Friday, June 26, 2020

Tesla context -- Why the red flags matter

It may seem like we've been picking on Tesla quite a bit lately. Sure, Musk is annoying, but the SpaceX stuff is cool, and we can all get behind electric cars and solar cells. Aren't there things  more worth complaining about in 2020?

The trouble with that framing is that the things you hear about -- the often cool, sometimes just goofy technology, the outrageous claims, the nerd as rock star lifestyle --  are a small part of the story, while the big parts of the story are more than big enough to worry about. This is especially true when you're living in Jengaville where one of the biggest, most precarious towers is a stock market bubble in the middle of an economic collapse.

Both columns in the table below show reasons for concern (discussed further here). Tesla has grown since 2017, but its revenue is still a fraction of the others below. This is a seventeen year old company that has turned a profit only intermittently.

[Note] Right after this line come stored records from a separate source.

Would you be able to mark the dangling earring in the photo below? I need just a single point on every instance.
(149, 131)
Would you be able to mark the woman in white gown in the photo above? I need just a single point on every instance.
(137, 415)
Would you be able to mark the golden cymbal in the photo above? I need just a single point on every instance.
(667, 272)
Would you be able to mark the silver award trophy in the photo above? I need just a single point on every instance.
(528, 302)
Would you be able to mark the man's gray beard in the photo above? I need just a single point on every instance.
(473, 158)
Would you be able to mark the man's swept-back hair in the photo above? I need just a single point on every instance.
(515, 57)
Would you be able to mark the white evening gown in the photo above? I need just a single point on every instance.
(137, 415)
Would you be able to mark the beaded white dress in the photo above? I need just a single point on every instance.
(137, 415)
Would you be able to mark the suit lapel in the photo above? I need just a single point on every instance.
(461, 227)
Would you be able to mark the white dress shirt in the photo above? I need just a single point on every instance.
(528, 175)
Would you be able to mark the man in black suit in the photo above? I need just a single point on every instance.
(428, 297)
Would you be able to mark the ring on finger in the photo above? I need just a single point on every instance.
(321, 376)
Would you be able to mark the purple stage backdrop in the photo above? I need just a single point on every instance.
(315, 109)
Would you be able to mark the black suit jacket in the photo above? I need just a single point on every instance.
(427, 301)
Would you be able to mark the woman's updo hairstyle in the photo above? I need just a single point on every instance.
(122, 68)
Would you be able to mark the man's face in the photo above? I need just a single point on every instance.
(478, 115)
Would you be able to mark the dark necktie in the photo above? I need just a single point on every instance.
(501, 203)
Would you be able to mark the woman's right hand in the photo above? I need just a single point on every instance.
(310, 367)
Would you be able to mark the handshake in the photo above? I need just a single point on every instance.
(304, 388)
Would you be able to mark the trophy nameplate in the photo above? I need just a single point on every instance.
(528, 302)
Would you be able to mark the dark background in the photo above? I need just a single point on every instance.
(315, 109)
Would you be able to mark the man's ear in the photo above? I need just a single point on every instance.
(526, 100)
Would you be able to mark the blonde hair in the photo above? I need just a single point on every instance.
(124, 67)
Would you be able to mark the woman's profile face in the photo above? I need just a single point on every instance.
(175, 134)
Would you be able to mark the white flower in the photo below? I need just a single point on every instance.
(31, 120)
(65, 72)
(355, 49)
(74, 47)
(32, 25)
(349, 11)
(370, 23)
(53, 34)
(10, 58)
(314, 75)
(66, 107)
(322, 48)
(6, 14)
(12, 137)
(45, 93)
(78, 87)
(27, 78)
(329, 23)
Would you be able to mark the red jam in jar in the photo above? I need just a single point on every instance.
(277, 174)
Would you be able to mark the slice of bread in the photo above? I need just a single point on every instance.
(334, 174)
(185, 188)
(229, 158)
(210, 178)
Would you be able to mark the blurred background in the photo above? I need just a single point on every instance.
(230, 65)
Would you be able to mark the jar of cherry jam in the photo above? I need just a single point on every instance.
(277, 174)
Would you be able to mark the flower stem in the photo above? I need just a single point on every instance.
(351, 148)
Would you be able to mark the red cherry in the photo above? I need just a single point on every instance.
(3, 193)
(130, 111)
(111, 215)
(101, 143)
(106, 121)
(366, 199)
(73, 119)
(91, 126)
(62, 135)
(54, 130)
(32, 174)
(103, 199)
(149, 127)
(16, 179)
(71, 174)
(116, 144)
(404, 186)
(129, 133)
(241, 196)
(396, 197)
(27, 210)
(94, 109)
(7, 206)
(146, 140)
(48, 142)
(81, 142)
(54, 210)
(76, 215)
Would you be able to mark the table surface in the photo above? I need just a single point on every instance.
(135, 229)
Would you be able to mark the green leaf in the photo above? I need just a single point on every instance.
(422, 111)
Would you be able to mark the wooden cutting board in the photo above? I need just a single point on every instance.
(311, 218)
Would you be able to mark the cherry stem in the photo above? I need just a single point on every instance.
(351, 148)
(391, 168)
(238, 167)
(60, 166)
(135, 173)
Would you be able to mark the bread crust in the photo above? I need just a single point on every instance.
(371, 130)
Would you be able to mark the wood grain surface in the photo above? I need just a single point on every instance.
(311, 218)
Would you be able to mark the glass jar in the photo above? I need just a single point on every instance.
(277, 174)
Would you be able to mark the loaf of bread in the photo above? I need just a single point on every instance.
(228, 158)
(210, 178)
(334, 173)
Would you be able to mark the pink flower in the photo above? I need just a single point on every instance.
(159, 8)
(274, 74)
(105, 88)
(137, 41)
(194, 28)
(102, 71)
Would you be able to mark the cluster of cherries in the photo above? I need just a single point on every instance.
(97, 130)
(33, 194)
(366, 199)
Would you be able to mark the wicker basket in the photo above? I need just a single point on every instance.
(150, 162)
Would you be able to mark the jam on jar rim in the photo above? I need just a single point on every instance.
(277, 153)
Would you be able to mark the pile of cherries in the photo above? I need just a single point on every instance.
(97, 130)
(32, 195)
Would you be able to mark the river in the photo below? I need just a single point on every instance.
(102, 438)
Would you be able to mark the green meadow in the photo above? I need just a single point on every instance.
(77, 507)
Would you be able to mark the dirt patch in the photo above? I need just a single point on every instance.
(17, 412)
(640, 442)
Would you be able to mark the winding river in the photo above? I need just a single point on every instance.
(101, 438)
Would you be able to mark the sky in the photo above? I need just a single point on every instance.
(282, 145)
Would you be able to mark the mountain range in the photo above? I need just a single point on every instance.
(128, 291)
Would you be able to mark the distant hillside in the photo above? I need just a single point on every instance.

Think about that for a moment and remember...

... Tesla's market cap is around three times that of GM and Ford, combined.

The other column is a stark reminder of the issues with corporate governance. The board, of course, provides no oversight. Musk has flagrantly attempted to manipulate the stock price. Many of the accounting practices appear fishy. All of this may or may not be connected to a mysterious and conveniently timed spike in the stock price that earned Musk a bonus worth three quarters of a billion dollars.

In more normal times, I'd add something here about Tesla being a bad employer and bad corporate citizen, but at the moment, I'm mainly thinking about what a stock market collapse would do to a fragile economy, the pocketbooks of retail investors and the emotional well being of a country that's already under just a bit of stress.